While there will be inevitable development and deployment costs, there are also cost savings to be made from IoT in healthcare.
The Cisco trial at Airedale generated a direct saving of £330,000 to the Trust and indirect opportunity cost of £1 million, while another Cisco trial in a different hospital increased patient contact time from 3 to 60 percent and retrieved more than 8,000 clinical hours. In this latter case a secure wireless infrastructure and staff tracking was set up alongside workflow restructuring to free senior nursing staff from their desks, enable easy location of clinicians close to emergency cases and improve workflow management.
Not just in hospital
The potential for IoT in healthcare exists way beyond traditional environments. There are already many examples of IoT-based implementations for the home and the mobile individual which integrate with hospital based systems. These help people with specific conditions, or who are at risk (such as older people or those with mental health conditions), to be monitored and helped outside of the hospital system.
To implement the IoT successfully in a healthcare world, which embraces hospital and home and which caters for the ill and the ‘wellness’ markets, a lot of challenges need to be overcome. Many are technical, some are operational.
A central technical underpinning of an IoT infrastructure is the management and interpretation of big data. Without sophisticated systems in place to handle the data and translate it into knowledge and understanding, the data itself has little use.

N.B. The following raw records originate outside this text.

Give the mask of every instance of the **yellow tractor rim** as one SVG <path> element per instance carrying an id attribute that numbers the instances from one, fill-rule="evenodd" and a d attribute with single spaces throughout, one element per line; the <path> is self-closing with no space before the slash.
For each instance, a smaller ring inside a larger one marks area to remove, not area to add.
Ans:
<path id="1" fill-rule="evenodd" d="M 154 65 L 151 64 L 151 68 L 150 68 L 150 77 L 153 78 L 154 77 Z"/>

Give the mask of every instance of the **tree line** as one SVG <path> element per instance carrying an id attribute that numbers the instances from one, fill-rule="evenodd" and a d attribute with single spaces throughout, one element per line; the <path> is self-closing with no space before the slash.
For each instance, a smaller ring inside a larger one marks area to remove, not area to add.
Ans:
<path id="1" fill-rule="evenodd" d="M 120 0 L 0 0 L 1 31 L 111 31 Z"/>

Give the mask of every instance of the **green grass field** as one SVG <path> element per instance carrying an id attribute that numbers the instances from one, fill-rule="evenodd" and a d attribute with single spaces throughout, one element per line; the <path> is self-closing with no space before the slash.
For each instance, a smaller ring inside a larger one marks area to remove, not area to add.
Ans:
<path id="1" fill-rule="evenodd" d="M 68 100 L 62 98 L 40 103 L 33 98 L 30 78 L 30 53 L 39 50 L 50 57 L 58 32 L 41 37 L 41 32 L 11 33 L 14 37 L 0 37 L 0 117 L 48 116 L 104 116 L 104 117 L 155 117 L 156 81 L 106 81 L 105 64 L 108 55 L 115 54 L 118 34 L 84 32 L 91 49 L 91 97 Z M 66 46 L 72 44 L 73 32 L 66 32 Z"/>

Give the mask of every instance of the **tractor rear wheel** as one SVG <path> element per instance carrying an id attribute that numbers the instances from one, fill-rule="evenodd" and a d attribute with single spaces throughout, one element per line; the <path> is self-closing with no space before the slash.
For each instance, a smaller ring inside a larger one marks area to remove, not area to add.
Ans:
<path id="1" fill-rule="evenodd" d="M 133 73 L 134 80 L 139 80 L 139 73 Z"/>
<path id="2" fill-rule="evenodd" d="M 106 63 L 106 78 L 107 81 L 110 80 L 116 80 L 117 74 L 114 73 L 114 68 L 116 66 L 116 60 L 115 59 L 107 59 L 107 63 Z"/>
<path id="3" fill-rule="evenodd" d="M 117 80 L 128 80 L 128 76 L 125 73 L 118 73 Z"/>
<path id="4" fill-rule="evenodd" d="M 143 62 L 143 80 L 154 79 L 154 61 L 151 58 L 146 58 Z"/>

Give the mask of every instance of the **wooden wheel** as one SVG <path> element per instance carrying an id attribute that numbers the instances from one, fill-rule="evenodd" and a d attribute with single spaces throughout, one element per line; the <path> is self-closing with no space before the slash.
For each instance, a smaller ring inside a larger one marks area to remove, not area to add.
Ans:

Regulation and procurement standards
Hospitals already collect lots of data from patients using a range of equipment, but often it is not mutually compatible and can’t be integrate into a single patient centric electronic record. This needs to change, and will likely mean companies developing shared open standards. These in turn will need to be regulated by governments and their agencies, and procurement standards put in place. Interoperability between as well as within institutions is vital.
An IoT deployment can collect huge amounts of information, and transmit this via a number of devices and across a range of communications networks and channels to central collection and analysis points. Some of these will be public channels such as the mobile phone network. Clear regulation and strong policies need to be in place to protect what is personal rather than aggregated data about a person’s health.
New ways of working
As IoT becomes more widespread in healthcare situations professionals may need to adopt new ways of working including around workflows, location and a willingness to be tracked in the workplace.
A connected future for health
There are clearly still numerous nuts to crack to ensure IoT works to its maximum efficiency for healthcare. But the prize, of better care, more efficient data management, improved use of financial resources and increased wellbeing, is a great one.